I started reading the book Academic Duty by Donald Kennedy, former president of Stanford University. He begins by describing Academic Duty as the counterpart to “Academic Freedom” – which traditionally refers to the “insulation of professors and their institutions from political interference”. While I see the importance of this, particularly in the past, this is not how I would have defined academic freedom if given the chance.
So, how would I define it? Well, I would probably first, jokingly (though, not really joking) repeat a line I heard a faculty member tell me once. “Academic freedom is the flexibility to decide which 90 hours a week you work”. And seemingly, I am not alone in having my initial thought be related to the often loose and undefined start and stop point of working. Dr. Kennedy goes on to write that “Indeed, academic freedom connotes loose structure and minimal interference. There are no time clocks and few regulations about the direction of effort or even about the locations at which it is to take place”.

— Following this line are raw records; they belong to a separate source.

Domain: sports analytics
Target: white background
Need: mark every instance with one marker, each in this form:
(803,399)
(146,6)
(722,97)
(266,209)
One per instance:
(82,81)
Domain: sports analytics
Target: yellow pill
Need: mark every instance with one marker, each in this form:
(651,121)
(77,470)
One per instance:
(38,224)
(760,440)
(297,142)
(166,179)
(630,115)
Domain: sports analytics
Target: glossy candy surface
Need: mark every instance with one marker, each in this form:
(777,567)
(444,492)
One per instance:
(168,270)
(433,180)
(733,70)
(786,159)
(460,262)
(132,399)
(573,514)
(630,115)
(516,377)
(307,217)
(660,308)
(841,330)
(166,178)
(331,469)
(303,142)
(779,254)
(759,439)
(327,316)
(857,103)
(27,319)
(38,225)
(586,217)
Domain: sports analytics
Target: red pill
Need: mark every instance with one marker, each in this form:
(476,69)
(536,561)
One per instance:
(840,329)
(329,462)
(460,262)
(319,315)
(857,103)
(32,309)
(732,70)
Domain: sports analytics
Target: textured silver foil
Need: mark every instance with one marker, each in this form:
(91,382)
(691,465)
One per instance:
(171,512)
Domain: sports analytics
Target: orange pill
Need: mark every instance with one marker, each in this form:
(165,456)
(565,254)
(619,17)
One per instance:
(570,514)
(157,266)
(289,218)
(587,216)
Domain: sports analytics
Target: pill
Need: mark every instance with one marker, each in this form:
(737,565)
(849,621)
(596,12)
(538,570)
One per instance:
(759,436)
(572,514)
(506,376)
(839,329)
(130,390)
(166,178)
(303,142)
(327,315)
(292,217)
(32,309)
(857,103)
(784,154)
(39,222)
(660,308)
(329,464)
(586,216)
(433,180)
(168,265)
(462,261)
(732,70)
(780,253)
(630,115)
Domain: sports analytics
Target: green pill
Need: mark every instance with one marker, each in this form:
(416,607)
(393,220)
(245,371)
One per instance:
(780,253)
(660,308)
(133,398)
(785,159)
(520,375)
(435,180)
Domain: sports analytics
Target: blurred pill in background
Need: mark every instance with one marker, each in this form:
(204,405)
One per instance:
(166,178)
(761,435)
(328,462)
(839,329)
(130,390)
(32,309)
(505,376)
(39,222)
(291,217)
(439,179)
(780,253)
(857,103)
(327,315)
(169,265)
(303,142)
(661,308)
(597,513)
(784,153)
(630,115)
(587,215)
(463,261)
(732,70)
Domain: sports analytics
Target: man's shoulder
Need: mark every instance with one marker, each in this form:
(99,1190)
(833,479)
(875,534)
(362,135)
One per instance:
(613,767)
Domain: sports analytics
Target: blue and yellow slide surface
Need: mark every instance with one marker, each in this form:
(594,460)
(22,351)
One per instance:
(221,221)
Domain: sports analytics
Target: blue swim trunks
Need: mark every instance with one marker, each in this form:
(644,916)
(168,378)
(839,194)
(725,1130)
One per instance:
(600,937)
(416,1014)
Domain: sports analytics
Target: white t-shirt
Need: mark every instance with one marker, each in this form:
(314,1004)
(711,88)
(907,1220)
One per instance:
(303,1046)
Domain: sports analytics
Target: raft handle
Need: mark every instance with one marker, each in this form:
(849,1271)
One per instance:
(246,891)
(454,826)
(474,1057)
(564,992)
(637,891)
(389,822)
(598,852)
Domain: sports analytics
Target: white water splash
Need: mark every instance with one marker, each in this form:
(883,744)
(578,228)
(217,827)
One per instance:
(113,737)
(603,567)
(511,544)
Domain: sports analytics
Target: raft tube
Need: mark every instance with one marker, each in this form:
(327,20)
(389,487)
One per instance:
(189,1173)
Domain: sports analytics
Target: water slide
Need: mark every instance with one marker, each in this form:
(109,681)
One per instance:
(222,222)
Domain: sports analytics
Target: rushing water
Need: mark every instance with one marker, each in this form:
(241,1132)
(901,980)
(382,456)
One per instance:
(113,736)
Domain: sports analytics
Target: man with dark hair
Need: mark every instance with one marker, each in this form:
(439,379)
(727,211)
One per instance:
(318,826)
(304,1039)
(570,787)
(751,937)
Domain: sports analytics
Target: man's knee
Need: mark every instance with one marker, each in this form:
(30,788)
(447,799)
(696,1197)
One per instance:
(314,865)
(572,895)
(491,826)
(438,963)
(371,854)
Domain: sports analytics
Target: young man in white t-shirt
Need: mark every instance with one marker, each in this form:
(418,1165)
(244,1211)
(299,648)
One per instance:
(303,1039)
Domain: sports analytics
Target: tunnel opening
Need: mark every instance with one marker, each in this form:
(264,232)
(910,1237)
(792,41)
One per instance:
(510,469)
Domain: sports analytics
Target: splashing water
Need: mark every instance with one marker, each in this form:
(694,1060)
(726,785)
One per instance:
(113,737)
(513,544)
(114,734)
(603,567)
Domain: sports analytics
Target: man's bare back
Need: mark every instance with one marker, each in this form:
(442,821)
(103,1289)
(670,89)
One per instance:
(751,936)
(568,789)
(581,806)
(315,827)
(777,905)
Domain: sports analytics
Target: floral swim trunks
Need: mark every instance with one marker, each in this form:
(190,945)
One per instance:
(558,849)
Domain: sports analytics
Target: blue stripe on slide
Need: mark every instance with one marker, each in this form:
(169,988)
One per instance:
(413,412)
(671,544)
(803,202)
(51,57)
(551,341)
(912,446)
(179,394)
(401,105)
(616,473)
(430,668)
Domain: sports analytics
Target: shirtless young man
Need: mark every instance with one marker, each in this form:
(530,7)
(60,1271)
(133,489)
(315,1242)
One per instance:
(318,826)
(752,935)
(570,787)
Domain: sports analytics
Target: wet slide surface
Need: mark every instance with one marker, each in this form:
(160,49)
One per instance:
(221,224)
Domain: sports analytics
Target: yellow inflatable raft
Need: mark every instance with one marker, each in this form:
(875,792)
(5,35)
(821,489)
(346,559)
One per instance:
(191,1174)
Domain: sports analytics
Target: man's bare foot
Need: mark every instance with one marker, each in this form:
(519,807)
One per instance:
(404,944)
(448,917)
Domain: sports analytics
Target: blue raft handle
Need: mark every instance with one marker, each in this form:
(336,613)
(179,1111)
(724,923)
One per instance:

Perhaps this seemingly “easy life” of working when you want and sometimes from where you want is what draws some people in, and makes some students enroll in doctoral programs. Undoubtedly, like in any similar field, some people will take advantage of this and actually work very little. However, I perceive those as being the minority of faculty members. More often than not, academe seems to be full of passionate, intrinsically motivated, “do-ers”. So while we may spend a day working in our pajamas from home (umm…welcome to every Sunday of my life…okay, and a few Tuesdays thrown in for good measure!), we usually are working much more than folks on the outside of the ‘ivory tower’ would think. Beyond that, when I think of life as a faculty member, I am drawn to the quote, “To Whom Much is Given, Much is Expected”. With this freedom, comes a whole lot of responsibility (or “duty” as Dr. Kennedy prefers to call it). But, that is a topic for another blog (or several).
How would you define “academic freedom”? Is this part of what drew you in to higher education to begin with?